Praying to people who have died and expecting them to hear your prayers is a form of comunication. It is not the same as asking a living breathing Christian who is alive in this world to pray for you. You have no way of knowing the person you have prayed to can hear your prayers or is even conscious of your request. Jesus is the only One you can pray to with confidence since He and He alone is our great High Priest and Intercessor before the Father. See Hebrews 4:14-16 as one of many examples.
**You have an incredibly narrow understanding of what it means to be the Body of Christ.
It is clear from Revelation 5:8 that the saints in heaven do actively intercede for us. We are explicitly told by John that the incense they offer to God are the prayers of the saints. Prayers are not physical things and cannot be physically offered to God. Thus the saints in heaven are offering our prayers to God mentally. In other words, they are interceding.And if the saints in heaven are offering our prayers to God, then they must be aware of our prayers. They are aware of our petitions and present them to God by interceding for us.
Immediately preceding 1 Timothy 2:5, Paul says that Christians should interceed: “First of all, then, I urge that supplications, prayers, intercessions, and thanksgivings be made for all men, for kings and all who are in high positions, that we may lead a quiet and peaceable life, godly and respectful in every way. This is good, and pleasing to God our Savior, who desires all men to be saved and to come to the knowledge of the truth” (1 Tim. 2:1–4). Clearly, then, intercessory prayers offered by Christians on behalf of others is something “good and pleasing to God,” not something infringing on Christ’s role as mediator.
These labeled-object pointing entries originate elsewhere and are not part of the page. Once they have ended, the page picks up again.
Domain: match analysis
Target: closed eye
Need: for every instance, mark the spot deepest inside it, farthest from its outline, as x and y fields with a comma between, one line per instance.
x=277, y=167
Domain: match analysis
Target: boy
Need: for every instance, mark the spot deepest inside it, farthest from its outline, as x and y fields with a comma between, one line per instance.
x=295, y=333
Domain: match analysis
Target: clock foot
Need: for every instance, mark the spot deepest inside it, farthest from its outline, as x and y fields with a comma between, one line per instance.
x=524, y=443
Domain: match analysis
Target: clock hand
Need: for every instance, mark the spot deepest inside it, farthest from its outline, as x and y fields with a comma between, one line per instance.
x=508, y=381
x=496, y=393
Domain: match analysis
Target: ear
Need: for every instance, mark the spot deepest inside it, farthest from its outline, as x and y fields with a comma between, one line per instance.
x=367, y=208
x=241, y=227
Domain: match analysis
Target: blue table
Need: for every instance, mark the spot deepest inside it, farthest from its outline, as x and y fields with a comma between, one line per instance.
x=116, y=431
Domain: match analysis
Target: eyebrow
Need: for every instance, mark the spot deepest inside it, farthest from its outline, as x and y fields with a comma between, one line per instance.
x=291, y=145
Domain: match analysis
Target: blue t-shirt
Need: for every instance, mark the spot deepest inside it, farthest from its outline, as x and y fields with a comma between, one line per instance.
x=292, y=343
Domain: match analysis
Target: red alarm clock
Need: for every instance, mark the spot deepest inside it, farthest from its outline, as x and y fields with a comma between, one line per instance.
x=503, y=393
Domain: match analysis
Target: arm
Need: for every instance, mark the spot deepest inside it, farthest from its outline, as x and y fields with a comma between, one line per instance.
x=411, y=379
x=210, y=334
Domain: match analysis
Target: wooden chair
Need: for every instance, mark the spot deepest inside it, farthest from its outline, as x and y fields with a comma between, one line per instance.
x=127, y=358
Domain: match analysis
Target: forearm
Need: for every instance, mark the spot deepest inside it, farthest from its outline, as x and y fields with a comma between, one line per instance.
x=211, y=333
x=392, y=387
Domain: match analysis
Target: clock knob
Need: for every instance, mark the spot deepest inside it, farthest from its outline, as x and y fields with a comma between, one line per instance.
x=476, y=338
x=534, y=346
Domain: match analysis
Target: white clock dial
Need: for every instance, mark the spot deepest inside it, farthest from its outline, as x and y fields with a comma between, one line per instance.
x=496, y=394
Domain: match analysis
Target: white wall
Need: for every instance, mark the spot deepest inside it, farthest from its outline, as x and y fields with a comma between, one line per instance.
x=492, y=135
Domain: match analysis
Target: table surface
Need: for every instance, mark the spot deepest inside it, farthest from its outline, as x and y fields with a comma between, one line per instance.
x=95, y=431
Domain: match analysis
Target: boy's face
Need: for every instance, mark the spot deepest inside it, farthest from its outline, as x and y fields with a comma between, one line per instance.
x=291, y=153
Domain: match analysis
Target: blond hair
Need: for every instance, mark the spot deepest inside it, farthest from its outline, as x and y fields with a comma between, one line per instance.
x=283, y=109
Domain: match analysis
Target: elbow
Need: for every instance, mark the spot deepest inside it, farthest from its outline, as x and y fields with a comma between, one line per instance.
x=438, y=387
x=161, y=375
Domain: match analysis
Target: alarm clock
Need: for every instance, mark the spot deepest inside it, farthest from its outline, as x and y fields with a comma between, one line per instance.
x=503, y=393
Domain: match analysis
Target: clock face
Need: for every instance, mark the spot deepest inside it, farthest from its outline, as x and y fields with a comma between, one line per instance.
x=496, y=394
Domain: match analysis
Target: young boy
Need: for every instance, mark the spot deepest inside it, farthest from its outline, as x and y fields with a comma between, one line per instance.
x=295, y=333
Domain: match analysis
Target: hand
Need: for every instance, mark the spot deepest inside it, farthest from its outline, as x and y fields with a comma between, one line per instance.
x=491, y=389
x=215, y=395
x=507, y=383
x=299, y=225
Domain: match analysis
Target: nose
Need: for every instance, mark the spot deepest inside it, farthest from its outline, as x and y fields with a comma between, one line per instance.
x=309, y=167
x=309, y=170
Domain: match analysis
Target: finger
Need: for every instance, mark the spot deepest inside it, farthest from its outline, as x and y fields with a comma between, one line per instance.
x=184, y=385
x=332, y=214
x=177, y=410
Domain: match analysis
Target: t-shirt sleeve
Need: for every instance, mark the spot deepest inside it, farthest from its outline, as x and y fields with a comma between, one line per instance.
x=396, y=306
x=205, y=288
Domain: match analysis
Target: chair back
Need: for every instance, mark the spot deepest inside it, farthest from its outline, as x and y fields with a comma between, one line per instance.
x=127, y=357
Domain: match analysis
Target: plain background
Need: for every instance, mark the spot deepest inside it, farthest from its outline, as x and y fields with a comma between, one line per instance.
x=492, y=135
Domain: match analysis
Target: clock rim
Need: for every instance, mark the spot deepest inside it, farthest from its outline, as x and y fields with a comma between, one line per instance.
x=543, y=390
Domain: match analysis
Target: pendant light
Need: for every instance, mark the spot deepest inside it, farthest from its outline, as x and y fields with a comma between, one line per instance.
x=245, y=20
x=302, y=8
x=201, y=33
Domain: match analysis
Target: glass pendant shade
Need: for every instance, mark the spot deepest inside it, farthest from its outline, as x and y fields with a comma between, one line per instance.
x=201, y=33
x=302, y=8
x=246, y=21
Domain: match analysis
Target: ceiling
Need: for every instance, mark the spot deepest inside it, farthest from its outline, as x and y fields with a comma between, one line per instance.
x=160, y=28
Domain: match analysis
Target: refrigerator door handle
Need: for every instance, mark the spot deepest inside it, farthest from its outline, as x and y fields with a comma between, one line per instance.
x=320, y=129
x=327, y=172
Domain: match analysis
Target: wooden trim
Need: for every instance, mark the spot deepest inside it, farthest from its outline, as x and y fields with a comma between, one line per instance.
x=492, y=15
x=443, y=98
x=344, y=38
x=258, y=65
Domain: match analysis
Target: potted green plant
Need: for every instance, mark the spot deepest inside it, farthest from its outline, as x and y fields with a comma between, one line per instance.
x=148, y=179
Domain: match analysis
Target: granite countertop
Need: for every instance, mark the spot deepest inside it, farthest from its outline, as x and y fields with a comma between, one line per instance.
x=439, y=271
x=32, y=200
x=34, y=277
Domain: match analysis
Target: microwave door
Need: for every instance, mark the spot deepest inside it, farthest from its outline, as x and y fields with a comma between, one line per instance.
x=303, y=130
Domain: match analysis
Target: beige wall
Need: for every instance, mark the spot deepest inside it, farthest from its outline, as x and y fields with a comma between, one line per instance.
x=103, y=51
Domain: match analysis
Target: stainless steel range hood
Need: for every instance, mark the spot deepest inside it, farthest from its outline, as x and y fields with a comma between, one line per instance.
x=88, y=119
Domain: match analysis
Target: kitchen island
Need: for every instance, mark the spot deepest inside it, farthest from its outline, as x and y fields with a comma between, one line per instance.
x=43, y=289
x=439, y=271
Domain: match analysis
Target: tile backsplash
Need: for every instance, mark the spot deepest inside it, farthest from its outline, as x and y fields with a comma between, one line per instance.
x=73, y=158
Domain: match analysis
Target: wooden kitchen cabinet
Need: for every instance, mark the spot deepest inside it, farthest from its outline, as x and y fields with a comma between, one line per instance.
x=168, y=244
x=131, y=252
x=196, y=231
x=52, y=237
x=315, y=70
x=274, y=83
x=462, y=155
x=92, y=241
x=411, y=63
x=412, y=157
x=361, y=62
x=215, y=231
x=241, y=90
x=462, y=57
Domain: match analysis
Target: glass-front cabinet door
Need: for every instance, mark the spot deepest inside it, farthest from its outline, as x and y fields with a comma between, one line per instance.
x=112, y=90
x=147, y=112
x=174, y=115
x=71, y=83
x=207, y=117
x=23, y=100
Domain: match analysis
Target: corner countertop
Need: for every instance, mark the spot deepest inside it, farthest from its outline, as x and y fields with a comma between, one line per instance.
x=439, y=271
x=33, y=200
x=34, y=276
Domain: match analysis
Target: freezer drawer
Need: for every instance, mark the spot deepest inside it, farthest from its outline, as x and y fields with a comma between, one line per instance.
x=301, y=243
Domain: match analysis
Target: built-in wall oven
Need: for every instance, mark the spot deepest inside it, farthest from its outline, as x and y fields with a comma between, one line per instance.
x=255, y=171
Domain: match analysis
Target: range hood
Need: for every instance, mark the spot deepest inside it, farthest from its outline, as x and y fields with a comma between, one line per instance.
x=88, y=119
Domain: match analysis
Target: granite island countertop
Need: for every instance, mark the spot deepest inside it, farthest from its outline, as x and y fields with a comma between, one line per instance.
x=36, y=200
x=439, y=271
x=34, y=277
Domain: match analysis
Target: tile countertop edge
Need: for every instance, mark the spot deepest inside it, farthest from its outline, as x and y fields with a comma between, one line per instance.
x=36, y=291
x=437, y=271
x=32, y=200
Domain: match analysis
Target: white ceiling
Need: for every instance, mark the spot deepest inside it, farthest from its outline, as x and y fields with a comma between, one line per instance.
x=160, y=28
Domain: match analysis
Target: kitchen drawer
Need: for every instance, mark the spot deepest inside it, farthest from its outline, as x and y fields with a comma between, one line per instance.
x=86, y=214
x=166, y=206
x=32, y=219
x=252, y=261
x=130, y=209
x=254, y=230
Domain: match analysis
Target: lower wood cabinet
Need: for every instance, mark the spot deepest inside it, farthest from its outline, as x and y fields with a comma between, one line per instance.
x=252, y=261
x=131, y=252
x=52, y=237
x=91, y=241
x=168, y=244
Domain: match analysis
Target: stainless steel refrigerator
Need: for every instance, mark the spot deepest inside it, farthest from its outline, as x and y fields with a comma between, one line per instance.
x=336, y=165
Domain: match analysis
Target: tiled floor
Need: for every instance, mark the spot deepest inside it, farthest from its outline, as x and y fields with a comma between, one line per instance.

As for your contention that it is ‘communication’ with the dead, Deut. 18:10–15 specifically indicates that one is not to conjure the dead for purposes of gaining information; one is to look to God’s prophets instead. Thus one is not to hold a seance. But anyone with an ounce of common sense can discern the difference between holding a seance to have the dead speak through you and a son humbly saying at his mother’s grave, “Mom, please pray to Jesus for me; I’m having a real problem right now.” The difference between the two is the difference between night and day. One is an occult practice bent on getting secret information; the other is a humble request for a loved one to pray to God on one’s behalf.
As far as those in Heaven ‘hearing’ our prayers, if being in heaven were like being in the next room, then your objections would be valid. A mortal, unglorified person in the next room would indeed suffer the restrictions imposed by the way space and time work in our universe. But the saints are not in the next room, and they are not subject to the time/space limitations of this life. This does not imply that the saints in heaven therefore must be omniscient, as God is, for it is only through God’s willing it that they can communicate with others in heaven or with us.
The problem here with you is one of what might be called a primitive or even childish view of heaven. A good introduction to the real implications of the afterlife may be found in Frank Sheed’s book
Theology and Sanity, which argues that sanity depends on an accurate appreciation of reality, and that includes an accurate appreciation of what heaven is really like. And once that is known, the place of prayer to the saints follows.